Time to share some turkey recipes
Back in the 1970s when I decided to try my hand at outdoors writing, I vowed I would never let myself get pigeonholed as a cooking columnist.
The only time back then that you saw a woman’s name on a magazine article, or newspaper column, was to tell someone how to cook game and fish. I simply didn’t want to be known for that. It wasn’t my specialty anyway. I’ve always told people I am much better at bagging it than I am at cooking it.
Still I wanted to know how to cook wild game for myself so I begged, borrowed but never stole others’ recipes and here are a couple of my favorites.
Still, the most important tip I can ever give is to be so careful not to overcook any wild meat. Wild meat is not laced with fat as domestic meat is so to overcook it is to assure that it will be tough and dry.
When I bag a wild turkey, I do not pluck it. I put the bird on its back then slit the breast open, stick my gloved hands on each side and simply skin the bird. Then I filet out the two breast filets, clean and freeze them.
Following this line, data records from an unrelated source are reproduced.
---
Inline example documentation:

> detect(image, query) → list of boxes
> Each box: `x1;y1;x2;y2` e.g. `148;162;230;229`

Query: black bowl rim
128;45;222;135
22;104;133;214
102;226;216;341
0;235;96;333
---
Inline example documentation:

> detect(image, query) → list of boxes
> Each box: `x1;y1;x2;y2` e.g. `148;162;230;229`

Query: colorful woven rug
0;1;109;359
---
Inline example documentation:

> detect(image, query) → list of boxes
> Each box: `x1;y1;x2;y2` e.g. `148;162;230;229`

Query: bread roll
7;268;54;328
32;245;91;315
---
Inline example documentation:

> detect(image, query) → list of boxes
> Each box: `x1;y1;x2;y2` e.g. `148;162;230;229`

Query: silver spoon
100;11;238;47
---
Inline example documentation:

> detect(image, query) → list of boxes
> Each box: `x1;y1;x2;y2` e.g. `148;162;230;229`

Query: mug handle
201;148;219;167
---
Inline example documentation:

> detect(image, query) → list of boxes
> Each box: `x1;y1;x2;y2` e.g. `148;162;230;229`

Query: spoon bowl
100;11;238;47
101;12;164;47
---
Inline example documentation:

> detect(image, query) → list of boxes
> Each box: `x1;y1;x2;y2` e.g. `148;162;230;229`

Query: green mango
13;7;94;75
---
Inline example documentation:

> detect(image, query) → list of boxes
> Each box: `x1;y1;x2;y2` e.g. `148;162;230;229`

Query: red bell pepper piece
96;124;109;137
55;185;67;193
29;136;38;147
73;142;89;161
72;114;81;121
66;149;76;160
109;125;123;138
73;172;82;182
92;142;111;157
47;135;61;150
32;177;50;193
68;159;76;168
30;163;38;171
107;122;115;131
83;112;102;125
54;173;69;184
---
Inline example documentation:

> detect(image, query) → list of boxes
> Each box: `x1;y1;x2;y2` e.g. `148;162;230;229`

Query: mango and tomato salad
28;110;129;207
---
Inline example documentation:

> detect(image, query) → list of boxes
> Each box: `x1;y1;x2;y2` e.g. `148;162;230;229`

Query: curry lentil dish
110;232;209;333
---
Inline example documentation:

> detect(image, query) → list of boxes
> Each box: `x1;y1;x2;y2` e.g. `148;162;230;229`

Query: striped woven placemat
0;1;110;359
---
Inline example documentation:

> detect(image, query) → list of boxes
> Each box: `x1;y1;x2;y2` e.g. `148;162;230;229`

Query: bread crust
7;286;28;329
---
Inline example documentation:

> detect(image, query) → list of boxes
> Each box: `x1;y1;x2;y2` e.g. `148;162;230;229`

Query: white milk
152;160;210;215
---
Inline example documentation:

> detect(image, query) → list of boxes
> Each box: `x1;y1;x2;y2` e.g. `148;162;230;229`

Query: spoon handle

When I wish to prepare my absolute favorite recipe, I thaw the breast, then cut the breast filet into half-inch slices. Soak in a mixture of milk and egg, which helps to tenderize it, for an hour before cooking. Remove from egg mixture; roll in bread crumbs and drop into hot oil in a skillet.
Cook a minute and a half on each side. Do not overcook. When bread crumbs are golden brown, it’s ready. Remove from heat with tongs, place on paper towel or brown bag to drain and serve immediately. Most of us who have fixed turkey breast this way never again cook it any other way.
The next recipe is an example of something so delicious it could be a company meal.
APPLE AND HICKORY WILD TURKEY BREAST
2 cups Ducks Unlimited seasoned Hickory Marinade, divided.
1 tablespoon Ducks Unlimited Poultry and Game Seasoning and Rub.
2 cups apple juice, divided
2 boneless, skinless wild turkey breast halves
2 tablespoons vegetable oil
2 cloves garlic, minced
2 teaspoons minced fresh gingerroot
2 teaspoons cornstarch mixed with equal part cold water
3 tablespoons chilled butter
Sliced apple garnish, optional
In a large resealable plastic bag, combine one cup each of Seasoned Hickory Marinade and apple juice with the Poultry and Game Seasoning Rub. Reserve remaining marinade and juice. Place turkey in bag; seal. Marinate in refrigerator for 2-6 hours.
In a large nonstick skillet, heat oil over medium heat. Remove marinated turkey from bag and pat dry with paper towels. Discard used marinade. Add turkey to pan and cook until browned, about five minutes. Turn breast over and cook for an additional two minutes. Add reserved marinade and juice, along with garlic and ginger to pan. Cook until liquid is reduced by half; about 8-10 minutes. Stir in cornstarch mixture to thicken and then reduce heat to medium.
Remove turkey from skillet when just cooked. Slice breast across the grain of the meat into ¢ inch thick slices. Remove skillet from heat and whisk in chilled butter until melted. Spoon over sliced meat and garnish with sliced apples, if desired.
Makes 6 to 8 servings
Marinate time: 2 to 6 hours
Prep. Time: 10 minutes
Cook time: 20 to 25 minutes.
I use turkey legs for soup or turkey and noodles, turkey and waffles, turkey and dumplings.
Either roast the legs or even better, use a crock-pot if you have one large enough to hold the legs and cook them until almost over-done. Remove the meat from the bones and make any of the above dishes.
A hunting buddy of mine from Mill Hall, Lee Russell, gave me this great recipe for turkey pie. This is great for company.
1/3 cup chopped celery
2 cups seasoned stuffing mix
3 cups chopped turkey
6 tbsp. Butter or oleo
2 tbsp onion
2 tbsp parsley
3 beaten eggs
1/2 tsp. pepper
1 5oz. Can evaporated milk
4-oz. Shredded cheddar cheese
1 tsp. salt
1 single serving size package
Cook celery in butter until tender. Add 2/3-cup water and stuffing mix and set aside. Combine eggs, milk, soup mix, onion, pepper and salt. Stir in turkey.
Pour into 10-12 inch casserole skillet which has been greased. Sprinkle with cheese, top with stuffing, cover and cook over medium heat for 10 to 15 minutes. Serve with mushroom sauce using two single envelopes of mushroom soup mix and one cup boiling water.